A Universidade Estadual de Campinas (Unicamp) é uma das instituições brasileiras nesse caminho. Criou o Prêmio Inovação, que procura destacar, dentre os projetos de iniciação científica, quais pesquisas têm potencial de inovação maior, ou seja, aqueles que têm mais chances de chegar ao mercado na forma de um produto ou serviço. Roberto Lotufo, diretor-executivo da agência Inova Unicamp explica: “Assim como queremos que o aluno faça sua iniciação científica, acreditamos que ele precisa ter noção da dificuldade e da importância de converter ciência em riqueza e desenvolvimento tecnológico.”
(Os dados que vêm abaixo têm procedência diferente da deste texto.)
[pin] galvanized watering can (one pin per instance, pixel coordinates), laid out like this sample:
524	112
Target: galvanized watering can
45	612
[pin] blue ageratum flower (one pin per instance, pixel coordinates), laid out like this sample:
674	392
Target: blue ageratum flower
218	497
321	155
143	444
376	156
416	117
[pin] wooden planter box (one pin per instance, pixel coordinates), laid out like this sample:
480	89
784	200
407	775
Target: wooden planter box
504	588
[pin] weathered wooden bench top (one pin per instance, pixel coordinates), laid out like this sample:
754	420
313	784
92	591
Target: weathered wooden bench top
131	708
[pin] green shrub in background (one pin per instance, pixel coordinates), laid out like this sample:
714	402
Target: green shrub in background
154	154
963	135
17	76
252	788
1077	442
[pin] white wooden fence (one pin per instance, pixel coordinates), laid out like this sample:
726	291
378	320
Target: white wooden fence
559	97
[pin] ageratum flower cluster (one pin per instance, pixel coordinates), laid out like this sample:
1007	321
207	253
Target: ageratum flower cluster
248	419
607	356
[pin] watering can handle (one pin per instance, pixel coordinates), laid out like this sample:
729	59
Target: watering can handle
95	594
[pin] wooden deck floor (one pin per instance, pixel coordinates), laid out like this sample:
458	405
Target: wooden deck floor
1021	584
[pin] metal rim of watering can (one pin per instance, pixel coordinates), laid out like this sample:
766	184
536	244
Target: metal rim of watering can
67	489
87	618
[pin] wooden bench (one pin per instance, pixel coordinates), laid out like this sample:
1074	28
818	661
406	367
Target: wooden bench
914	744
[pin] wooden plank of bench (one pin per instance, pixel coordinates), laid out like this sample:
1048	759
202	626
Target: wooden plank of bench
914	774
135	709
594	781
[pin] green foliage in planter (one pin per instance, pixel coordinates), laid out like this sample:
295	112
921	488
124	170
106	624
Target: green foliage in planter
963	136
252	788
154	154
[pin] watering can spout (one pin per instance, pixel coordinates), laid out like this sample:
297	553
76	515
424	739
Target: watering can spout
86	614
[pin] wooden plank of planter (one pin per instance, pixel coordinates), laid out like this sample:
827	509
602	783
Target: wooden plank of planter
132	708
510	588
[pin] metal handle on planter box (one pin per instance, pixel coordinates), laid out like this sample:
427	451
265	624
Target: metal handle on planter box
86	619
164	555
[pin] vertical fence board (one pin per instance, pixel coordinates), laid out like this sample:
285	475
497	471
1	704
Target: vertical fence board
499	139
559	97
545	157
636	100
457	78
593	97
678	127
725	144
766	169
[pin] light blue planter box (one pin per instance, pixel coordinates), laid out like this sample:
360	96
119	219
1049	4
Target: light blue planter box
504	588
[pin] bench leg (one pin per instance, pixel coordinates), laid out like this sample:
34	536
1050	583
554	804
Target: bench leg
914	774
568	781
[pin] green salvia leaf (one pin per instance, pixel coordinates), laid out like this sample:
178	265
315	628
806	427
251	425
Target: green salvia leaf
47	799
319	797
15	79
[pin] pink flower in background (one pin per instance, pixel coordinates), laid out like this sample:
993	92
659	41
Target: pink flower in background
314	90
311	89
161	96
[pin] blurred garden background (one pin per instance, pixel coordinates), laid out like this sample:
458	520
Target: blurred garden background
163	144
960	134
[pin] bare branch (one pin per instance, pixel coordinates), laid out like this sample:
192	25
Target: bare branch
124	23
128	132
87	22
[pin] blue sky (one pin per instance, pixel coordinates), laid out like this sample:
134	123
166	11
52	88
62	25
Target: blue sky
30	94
Nos EUA, o Escritório de Desenvolvimento Tecnológico da Universidade Harvard até possui seu próprio fundo para ajudar o desenvolvimento de tecnologias em estágio inicial que surgem no campus – e prepará-las para serem licenciadas e comercializadas. “Aqui, a Lei da Inovação, de 2004, permite essa parceria, mas ainda não foi regulamentada e não é levada em conta pelo regimento de muitas universidades. Algumas instituições têm equipamentos de 1 milhão de dólares – e as empresas privadas poderiam se beneficiar deles em parcerias.” O Brasil, portanto, ainda tem muito o que inovar.